Take the case of the husband who is foolish enough to ask his bride the once sensible question, “How come you can’t make cinnamon buns like Mother used to make?” Does she simply phone her mother-in-law and ask for the recipe? Nothing of the sort. Instead, she will haunt the bookstalls, acquiring a collection of cookbooks which rivals the complete works of Dickens in shelf displacement, and then, after some weeks of avid reading, will slip down to the shopping center for a cylinder of half-baked doughballs that need only be popped into the oven.

Not only will her husband be led to believe that she created them, but she will come to believe it herself, and both will decide that those cookbooks are worth their weight in gold. It is a wonder that the ghost of Great-grandma (who had to mash her own unfrozen potatoes and struggle along with only a copy of Fannie Farmer, if she was lucky) doesn’t come back and roll the pair of them in cracker crumbs.

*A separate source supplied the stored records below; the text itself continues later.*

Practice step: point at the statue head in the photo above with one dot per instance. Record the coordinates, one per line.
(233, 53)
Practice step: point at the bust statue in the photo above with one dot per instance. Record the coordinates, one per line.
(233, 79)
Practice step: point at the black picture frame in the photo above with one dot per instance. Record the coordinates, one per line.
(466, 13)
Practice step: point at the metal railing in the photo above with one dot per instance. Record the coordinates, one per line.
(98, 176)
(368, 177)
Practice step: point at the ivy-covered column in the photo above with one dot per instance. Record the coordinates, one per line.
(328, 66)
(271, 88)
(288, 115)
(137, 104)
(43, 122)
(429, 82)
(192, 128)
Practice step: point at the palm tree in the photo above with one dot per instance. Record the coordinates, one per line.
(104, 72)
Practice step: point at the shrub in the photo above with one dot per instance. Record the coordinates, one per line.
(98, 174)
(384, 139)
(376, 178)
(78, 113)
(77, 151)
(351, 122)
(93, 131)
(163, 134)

Even a backyard cookout, which, at first glance, somewhat resembles the basic cuisine of a pre-cookbook, pre-supermarket era (what with all that smudge and lack of organization), turns out to be a mockery — a dismal testament to our eagerness to please the twin tyrannies of publishing and packaging right to the bitter end. For here we see a grown-up man, bristling with shiny skewers and steak thermometers, dressed up in a funny hat and apron, and loaded down with barbecue cookbooks, who can’t even manage to set fire to the handy-pack of self-kindling charcoal.

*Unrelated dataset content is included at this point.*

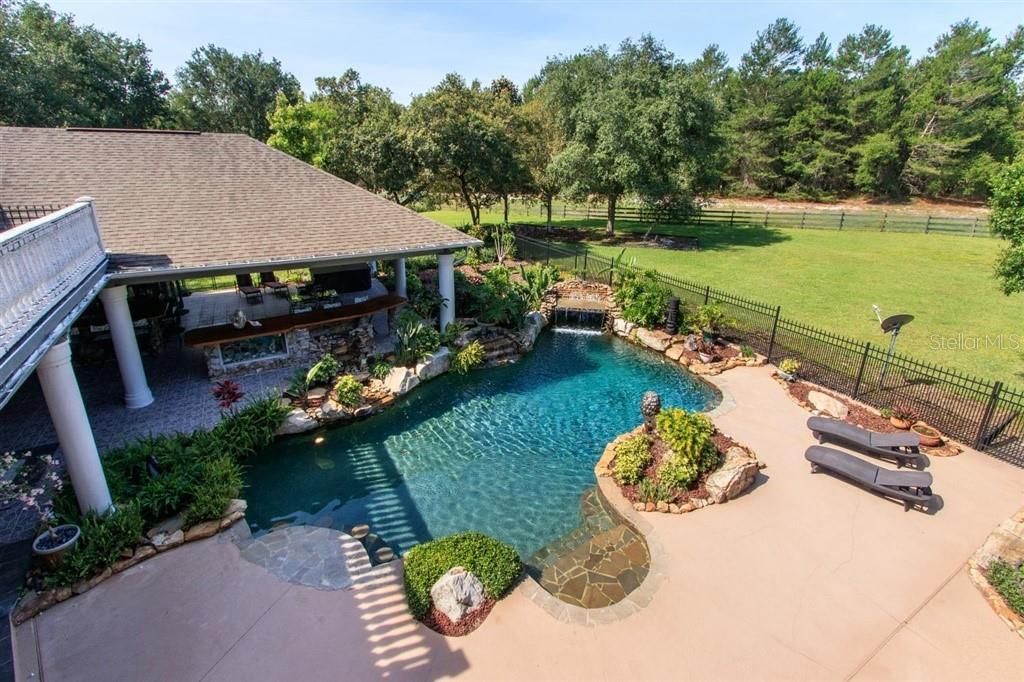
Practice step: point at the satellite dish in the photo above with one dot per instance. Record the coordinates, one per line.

He is well read in the recipe department, a discriminating gourmet at the food market, yet, like his wife, he has relied on the printed word and the clever package to the point where he is completely helpless and doomed to extinction without them. For when the recipe publishers and food packagers finally have killed each other off, he will be left to starve. And I don’t think I shall like starving one bit.